Director Susanne Bier, Edgar Ramirez and Lily Rabe in the set of The Undoing.

HBO

Kidman is ready for her many closeups in this show. She's perfectly believable as an upper-crust, complex, independent, professional woman struggling with the many emotions and unsavory facts constantly thrown at her. 

"Everything that's happened in 2020 has now sort of put a different lens on the series," the actress and producer said during the press conference. "Seeing these worlds come apart is what's fascinating to people. And the idea of being able to buy your justice and having this privilege they shouldn't have." 

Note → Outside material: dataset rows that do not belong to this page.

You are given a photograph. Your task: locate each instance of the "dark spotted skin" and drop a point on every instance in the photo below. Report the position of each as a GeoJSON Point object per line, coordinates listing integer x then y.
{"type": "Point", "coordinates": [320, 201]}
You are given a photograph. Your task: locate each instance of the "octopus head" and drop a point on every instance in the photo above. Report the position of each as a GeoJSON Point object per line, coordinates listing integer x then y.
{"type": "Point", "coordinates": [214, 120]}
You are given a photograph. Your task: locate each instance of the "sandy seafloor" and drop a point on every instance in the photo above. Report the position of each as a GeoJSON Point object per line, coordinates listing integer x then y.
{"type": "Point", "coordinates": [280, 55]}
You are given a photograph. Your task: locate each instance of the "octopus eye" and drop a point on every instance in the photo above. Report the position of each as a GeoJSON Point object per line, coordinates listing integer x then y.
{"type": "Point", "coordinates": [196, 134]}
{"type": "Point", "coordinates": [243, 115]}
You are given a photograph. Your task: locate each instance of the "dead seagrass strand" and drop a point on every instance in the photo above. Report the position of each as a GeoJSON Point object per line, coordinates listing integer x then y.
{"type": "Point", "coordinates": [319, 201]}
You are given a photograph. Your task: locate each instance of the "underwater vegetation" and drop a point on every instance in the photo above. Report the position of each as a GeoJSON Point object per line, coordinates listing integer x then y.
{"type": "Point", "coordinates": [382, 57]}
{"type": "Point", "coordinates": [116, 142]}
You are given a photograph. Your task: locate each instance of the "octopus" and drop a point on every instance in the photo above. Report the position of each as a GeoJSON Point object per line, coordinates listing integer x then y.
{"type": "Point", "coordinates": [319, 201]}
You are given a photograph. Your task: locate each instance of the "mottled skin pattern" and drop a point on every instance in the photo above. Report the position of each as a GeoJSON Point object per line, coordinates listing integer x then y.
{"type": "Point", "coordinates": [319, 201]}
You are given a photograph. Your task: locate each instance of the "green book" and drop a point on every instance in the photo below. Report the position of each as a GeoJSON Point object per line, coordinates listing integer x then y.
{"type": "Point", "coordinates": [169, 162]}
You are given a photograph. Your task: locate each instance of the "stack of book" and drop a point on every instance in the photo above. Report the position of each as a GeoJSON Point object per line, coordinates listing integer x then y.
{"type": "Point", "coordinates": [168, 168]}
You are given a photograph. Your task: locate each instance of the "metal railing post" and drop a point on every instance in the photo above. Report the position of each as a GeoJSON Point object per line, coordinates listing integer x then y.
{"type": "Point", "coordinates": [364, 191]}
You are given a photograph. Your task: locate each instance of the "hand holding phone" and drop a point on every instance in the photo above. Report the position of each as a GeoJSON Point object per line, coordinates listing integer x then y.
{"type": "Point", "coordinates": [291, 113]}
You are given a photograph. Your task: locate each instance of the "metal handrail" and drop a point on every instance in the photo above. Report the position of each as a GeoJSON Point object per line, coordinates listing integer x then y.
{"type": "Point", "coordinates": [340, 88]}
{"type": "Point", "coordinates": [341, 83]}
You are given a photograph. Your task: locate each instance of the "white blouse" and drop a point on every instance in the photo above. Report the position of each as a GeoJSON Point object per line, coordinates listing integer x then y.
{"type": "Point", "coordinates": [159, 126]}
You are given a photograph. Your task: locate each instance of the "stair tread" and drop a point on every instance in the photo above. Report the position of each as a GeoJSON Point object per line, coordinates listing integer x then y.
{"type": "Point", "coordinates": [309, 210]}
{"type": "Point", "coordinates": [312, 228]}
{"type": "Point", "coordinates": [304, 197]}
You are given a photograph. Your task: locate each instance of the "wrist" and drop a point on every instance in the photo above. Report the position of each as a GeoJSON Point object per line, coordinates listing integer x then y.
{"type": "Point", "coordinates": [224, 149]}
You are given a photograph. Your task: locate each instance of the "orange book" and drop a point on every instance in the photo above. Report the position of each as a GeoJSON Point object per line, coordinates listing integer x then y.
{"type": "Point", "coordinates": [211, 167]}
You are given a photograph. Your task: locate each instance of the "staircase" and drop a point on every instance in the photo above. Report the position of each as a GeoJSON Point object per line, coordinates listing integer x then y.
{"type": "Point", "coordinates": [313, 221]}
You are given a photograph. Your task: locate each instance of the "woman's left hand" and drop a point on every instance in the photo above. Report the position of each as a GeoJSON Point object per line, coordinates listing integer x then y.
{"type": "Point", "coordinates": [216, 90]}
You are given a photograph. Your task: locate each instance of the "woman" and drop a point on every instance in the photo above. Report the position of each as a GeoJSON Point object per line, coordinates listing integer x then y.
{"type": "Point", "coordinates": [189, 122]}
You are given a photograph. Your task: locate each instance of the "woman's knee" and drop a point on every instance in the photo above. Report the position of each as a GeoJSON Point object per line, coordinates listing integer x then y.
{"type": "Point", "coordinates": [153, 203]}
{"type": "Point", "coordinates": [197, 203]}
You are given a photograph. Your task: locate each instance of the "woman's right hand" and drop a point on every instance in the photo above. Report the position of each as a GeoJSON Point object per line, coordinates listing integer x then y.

You may not be able to resist the temptation to compare how the Frasers live in the Upper East Side to how another family scrapes by in East Harlem. Or how the Frasers are able to afford the best possible lawyer, the very resourceful Haley Fitzerald (Noma Dumezweni.) But even with the gaping class divide, you can just devour The Undoing as pure escapist TV.

This is another one of those mystery novels turned shows -- such as BLL, Sharp Objects or Little Fires Everywhere -- with the right amount of bleakness and shock and a strong intelligent female lead. It's an adaptation that urges you to keep binging episodes until you find out the killer's identity, a journey that comes with just the right dose of unpredictability.